The single serves as the emotional centerpiece of Midnight Invasion, Masque’s third studio album, arriving April 24. Where his previous records — Masqued Emotions and Midnight Flames, the latter nominated for Best Rock Album at the 2025 Hoku Awards — established his voice in the genre-fluid rock space, this new project pushes further into raw emotional territory. Anxiety, depression, identity fracture: Midnight Invasion doesn’t flinch.
Neither does “Forsaken Rhapsody.” The track opens with restraint, a slow-burning confrontation with prolonged internal pain, before accelerating through layers of tension. Hopelessness gives way to self-conflict, fractured perception bleeding into the arrangement itself. Then, crucially, it pivots. The final movement doesn’t resolve the anguish — it simply refuses to stop moving.
Speaking with Pop Cultr, Masque described the writing process as combative in the best sense. “There was a kind of exuberance in writing this song,” he explained. “It felt like I was actually fighting my pain, beating it down as I poured myself into the lyrics.”
The Queen throughline is intentional and specific.
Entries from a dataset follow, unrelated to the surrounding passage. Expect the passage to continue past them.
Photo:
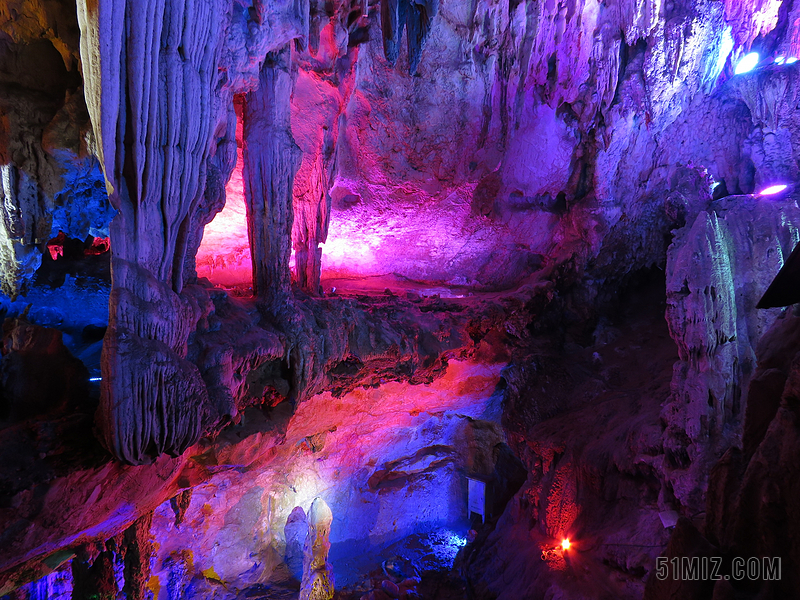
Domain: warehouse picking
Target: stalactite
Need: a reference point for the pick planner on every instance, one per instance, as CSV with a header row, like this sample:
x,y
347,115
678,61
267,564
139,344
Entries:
x,y
271,159
155,112
23,224
180,504
138,548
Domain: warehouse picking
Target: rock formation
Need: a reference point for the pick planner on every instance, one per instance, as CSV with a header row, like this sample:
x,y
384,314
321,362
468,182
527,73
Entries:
x,y
317,581
521,241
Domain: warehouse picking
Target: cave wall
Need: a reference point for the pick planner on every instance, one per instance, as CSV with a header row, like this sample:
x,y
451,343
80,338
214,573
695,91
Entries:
x,y
544,150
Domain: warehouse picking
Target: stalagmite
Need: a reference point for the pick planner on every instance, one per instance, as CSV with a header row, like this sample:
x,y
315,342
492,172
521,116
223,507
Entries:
x,y
271,159
317,572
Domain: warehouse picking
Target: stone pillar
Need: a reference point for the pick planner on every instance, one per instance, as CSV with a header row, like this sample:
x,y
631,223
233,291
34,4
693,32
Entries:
x,y
317,572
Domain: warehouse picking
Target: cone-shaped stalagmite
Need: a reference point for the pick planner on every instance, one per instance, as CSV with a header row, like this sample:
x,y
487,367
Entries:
x,y
317,571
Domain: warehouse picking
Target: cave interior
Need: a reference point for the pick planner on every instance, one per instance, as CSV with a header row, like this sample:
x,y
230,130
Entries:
x,y
399,299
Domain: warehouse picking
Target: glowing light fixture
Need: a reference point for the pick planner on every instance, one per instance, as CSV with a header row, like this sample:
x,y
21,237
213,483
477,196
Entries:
x,y
772,190
747,64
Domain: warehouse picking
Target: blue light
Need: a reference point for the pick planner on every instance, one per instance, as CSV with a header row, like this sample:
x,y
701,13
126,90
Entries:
x,y
748,63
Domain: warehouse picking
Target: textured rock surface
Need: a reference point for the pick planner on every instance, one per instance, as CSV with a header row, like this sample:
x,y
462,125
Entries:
x,y
317,581
718,266
507,167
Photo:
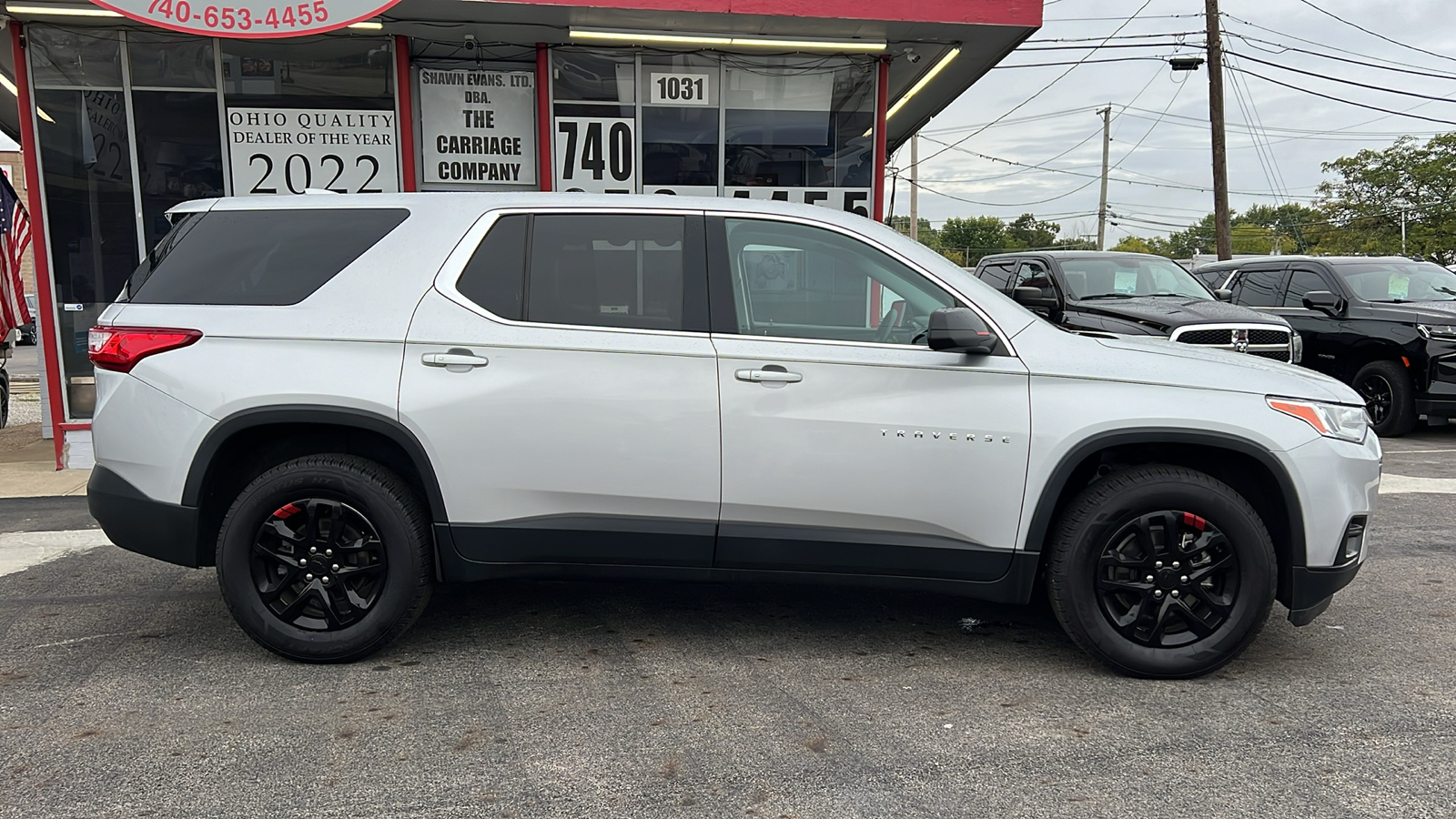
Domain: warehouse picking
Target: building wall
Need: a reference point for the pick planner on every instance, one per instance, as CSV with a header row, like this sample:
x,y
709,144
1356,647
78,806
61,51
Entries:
x,y
14,165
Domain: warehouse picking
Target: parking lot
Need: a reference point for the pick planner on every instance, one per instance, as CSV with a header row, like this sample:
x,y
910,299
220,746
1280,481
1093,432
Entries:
x,y
126,690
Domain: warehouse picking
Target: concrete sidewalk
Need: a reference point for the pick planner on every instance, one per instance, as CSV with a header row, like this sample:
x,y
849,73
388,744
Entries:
x,y
28,467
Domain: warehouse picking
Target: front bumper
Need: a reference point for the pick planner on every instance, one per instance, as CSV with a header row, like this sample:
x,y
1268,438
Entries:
x,y
142,525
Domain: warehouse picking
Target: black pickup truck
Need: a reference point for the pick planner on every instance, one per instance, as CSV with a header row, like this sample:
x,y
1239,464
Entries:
x,y
1135,295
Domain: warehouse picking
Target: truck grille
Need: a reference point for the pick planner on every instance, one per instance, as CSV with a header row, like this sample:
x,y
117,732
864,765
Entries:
x,y
1263,341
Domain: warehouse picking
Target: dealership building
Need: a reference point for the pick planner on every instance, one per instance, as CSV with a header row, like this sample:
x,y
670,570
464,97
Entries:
x,y
130,106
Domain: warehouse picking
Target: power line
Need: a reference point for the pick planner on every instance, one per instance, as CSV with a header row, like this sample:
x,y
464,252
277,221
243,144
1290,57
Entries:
x,y
1344,101
1375,34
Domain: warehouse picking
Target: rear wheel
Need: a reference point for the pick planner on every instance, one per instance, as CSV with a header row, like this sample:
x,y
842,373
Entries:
x,y
1388,394
1161,571
325,559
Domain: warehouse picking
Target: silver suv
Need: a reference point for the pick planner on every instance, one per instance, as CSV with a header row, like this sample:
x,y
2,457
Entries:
x,y
339,401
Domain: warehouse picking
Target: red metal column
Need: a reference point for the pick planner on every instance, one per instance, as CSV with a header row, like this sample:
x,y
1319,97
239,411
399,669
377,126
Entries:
x,y
543,136
881,153
46,298
407,113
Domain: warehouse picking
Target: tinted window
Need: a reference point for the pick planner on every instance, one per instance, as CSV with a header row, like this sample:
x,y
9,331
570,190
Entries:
x,y
495,274
800,281
996,274
608,270
257,257
1259,288
1299,283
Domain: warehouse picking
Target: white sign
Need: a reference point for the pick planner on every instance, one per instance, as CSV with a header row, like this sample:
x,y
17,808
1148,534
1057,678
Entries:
x,y
249,18
478,126
679,89
288,150
848,200
596,155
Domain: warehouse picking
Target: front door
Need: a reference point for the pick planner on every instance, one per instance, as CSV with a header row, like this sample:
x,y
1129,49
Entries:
x,y
564,383
848,445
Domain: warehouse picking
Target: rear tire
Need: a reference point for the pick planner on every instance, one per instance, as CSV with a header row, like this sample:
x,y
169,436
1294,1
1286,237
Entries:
x,y
325,559
1390,397
1208,557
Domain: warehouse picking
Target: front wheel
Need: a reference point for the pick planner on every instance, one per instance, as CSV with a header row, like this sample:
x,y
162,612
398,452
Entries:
x,y
1161,571
1390,398
325,559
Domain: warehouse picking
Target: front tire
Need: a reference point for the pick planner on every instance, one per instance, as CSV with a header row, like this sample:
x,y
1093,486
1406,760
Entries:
x,y
325,559
1390,397
1161,571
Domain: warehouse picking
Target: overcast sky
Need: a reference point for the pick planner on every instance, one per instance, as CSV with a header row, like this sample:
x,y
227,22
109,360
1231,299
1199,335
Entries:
x,y
1176,150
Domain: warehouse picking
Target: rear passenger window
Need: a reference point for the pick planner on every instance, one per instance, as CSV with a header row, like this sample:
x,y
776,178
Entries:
x,y
257,257
495,274
606,270
1259,288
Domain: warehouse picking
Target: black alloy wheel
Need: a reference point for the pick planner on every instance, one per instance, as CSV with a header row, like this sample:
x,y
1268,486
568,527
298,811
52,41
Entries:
x,y
318,564
1168,579
327,559
1380,397
1161,571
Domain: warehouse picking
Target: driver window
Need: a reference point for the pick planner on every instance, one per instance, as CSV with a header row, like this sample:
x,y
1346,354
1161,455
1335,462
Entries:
x,y
801,281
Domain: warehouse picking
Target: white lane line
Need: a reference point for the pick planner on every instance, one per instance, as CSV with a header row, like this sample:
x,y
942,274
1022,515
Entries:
x,y
1401,484
24,550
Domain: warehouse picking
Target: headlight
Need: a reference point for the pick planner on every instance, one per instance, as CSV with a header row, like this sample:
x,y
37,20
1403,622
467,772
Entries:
x,y
1330,420
1438,331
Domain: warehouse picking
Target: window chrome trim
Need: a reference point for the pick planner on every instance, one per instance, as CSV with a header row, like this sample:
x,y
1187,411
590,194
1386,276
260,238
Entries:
x,y
453,266
880,247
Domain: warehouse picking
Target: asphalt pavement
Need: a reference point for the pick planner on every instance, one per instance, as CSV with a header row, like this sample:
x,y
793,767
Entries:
x,y
126,690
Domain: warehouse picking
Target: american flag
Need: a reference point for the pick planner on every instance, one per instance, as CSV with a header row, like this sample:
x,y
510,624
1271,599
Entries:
x,y
15,238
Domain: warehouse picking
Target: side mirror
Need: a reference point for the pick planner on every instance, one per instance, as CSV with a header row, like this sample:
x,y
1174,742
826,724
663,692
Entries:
x,y
960,329
1325,302
1033,298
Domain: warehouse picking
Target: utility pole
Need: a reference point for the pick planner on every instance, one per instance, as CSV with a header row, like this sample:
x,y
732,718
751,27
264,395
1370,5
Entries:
x,y
915,188
1101,210
1220,157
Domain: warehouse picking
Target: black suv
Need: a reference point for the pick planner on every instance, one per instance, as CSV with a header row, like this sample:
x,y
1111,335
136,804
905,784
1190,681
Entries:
x,y
1383,325
1135,295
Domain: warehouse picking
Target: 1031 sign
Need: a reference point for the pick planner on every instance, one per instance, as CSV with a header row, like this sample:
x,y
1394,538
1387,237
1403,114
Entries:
x,y
596,155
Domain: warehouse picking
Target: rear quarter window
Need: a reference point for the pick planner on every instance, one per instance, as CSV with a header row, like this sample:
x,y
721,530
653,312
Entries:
x,y
257,257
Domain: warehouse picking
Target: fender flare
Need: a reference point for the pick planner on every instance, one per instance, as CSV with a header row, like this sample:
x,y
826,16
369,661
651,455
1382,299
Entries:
x,y
312,414
1057,482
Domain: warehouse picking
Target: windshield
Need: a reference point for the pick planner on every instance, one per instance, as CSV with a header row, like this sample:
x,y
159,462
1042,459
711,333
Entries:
x,y
1398,281
1127,278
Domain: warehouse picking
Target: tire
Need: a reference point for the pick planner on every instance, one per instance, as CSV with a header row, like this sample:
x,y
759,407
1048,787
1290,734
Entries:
x,y
379,552
1097,571
1390,397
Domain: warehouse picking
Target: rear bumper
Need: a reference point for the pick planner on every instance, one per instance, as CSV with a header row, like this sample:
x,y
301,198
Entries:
x,y
142,525
1314,589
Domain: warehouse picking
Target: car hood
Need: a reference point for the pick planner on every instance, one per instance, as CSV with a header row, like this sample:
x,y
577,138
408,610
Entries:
x,y
1052,351
1169,312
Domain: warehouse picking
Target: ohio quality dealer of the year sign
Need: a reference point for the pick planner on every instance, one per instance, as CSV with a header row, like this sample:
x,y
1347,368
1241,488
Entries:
x,y
248,18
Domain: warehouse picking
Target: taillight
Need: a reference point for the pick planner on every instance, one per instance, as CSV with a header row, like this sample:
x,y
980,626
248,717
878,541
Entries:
x,y
121,347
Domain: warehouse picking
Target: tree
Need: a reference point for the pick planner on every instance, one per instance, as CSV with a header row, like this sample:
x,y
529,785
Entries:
x,y
1373,187
1026,230
1133,245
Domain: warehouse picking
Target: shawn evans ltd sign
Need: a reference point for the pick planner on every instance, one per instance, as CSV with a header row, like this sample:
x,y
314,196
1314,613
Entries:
x,y
478,126
248,18
288,150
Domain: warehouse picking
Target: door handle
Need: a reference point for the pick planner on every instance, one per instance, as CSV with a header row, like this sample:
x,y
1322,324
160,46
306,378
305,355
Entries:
x,y
768,376
453,359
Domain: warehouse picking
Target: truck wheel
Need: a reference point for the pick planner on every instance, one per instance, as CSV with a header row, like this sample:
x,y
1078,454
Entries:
x,y
325,559
1161,571
1387,390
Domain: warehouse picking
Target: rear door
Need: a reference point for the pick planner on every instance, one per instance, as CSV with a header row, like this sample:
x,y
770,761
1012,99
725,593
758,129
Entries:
x,y
848,445
564,382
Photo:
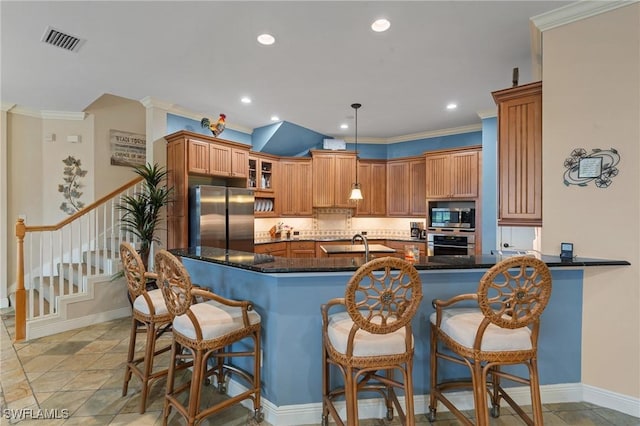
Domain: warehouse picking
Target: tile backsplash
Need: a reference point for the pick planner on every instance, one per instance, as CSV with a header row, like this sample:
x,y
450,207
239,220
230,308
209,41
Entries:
x,y
337,223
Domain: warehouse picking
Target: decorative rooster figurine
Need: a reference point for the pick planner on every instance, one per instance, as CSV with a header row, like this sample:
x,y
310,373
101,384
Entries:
x,y
216,128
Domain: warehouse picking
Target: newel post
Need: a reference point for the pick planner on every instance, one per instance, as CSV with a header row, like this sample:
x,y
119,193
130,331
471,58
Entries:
x,y
21,301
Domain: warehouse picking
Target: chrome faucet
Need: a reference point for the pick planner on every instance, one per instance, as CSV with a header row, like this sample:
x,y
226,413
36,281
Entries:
x,y
364,241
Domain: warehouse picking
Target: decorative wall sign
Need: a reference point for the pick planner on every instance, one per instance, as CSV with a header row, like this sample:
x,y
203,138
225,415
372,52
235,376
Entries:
x,y
127,149
598,166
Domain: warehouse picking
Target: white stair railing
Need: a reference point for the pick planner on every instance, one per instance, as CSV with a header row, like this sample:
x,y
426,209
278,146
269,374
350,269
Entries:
x,y
56,260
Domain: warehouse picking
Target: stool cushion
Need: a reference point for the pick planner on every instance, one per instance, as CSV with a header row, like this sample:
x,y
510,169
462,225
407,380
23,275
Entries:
x,y
215,319
365,343
140,304
461,325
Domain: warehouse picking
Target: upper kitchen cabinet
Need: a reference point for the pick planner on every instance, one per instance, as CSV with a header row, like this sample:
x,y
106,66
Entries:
x,y
192,156
262,178
406,187
520,155
294,192
372,176
453,174
333,175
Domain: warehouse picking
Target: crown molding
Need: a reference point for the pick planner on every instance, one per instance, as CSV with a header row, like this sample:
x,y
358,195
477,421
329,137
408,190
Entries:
x,y
488,113
7,106
436,133
151,102
575,12
47,114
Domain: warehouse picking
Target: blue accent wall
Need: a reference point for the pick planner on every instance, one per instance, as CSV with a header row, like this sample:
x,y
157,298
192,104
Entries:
x,y
489,172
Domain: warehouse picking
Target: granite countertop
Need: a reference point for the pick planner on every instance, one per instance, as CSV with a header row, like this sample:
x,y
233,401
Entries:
x,y
356,248
259,241
271,264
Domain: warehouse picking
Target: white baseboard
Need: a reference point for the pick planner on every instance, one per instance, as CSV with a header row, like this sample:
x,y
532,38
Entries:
x,y
300,414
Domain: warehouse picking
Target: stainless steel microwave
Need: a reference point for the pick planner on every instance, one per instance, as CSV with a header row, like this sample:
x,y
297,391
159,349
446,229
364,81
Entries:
x,y
446,217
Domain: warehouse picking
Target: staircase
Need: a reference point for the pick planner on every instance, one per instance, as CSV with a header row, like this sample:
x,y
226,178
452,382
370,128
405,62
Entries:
x,y
67,272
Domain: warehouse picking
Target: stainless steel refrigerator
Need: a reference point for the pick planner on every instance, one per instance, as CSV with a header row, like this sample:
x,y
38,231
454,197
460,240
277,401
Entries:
x,y
221,217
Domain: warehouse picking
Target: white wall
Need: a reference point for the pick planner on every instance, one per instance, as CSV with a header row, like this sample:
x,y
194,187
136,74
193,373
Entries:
x,y
113,113
53,153
591,99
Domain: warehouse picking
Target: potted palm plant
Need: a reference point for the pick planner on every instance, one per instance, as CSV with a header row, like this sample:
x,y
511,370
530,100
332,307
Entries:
x,y
142,209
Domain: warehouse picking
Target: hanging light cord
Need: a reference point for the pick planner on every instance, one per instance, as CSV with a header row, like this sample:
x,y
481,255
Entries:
x,y
356,106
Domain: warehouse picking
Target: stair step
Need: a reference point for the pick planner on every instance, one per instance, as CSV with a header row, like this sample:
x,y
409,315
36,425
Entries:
x,y
45,284
73,271
36,306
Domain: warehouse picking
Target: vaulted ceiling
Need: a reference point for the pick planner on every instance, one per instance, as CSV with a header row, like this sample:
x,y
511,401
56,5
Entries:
x,y
203,56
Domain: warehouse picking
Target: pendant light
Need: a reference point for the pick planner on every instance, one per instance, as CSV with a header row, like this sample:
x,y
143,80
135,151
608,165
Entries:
x,y
356,193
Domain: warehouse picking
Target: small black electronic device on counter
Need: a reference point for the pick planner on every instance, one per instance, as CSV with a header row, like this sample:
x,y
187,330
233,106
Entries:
x,y
566,251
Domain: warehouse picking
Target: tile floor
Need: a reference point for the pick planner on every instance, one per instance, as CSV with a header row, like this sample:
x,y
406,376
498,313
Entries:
x,y
81,371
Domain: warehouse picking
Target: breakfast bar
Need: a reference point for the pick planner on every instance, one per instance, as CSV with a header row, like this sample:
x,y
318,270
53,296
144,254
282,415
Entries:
x,y
288,293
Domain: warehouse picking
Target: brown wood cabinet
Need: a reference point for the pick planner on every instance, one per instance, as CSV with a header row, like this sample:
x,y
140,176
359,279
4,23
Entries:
x,y
520,155
216,158
302,249
295,187
262,178
333,175
399,246
207,160
372,176
453,174
406,187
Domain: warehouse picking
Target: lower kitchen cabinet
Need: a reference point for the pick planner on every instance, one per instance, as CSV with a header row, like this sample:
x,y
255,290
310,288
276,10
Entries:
x,y
302,249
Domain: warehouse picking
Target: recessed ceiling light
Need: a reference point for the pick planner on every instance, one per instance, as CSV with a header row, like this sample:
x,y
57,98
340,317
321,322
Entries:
x,y
380,25
266,39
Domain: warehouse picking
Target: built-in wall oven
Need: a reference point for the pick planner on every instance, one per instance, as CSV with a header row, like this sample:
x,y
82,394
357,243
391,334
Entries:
x,y
450,243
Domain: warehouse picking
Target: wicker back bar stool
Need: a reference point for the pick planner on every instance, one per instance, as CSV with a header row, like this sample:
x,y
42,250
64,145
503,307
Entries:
x,y
203,335
367,337
149,316
501,328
Beyond the obvious nod to “Bohemian Rhapsody” in the multi-part structure and shifting rock styles, Masque pointed to a deeper cut as equally formative. “It’s also heavily influenced by Queen’s lesser known song ‘Innuendo,'” he told Pop Cultr, “a similar multi-part track from the early 90s that expressed moodier, more sorrowful emotions as they related to Freddie Mercury‘s battle with AIDS.”
That lineage — theatrical rock as a vehicle for processing mortality and pain — runs through “Forsaken Rhapsody” with clear intention. Masque isn’t mimicking; he’s extending a tradition.
As an openly LGBTQ+ artist, Masque has consistently woven identity, mental health, and love into his work. With Midnight Invasion, those threads pull tighter. “Forsaken Rhapsody” sits at the album’s core not because it offers resolution, but because it models endurance — confronting pain without pretending it disappears.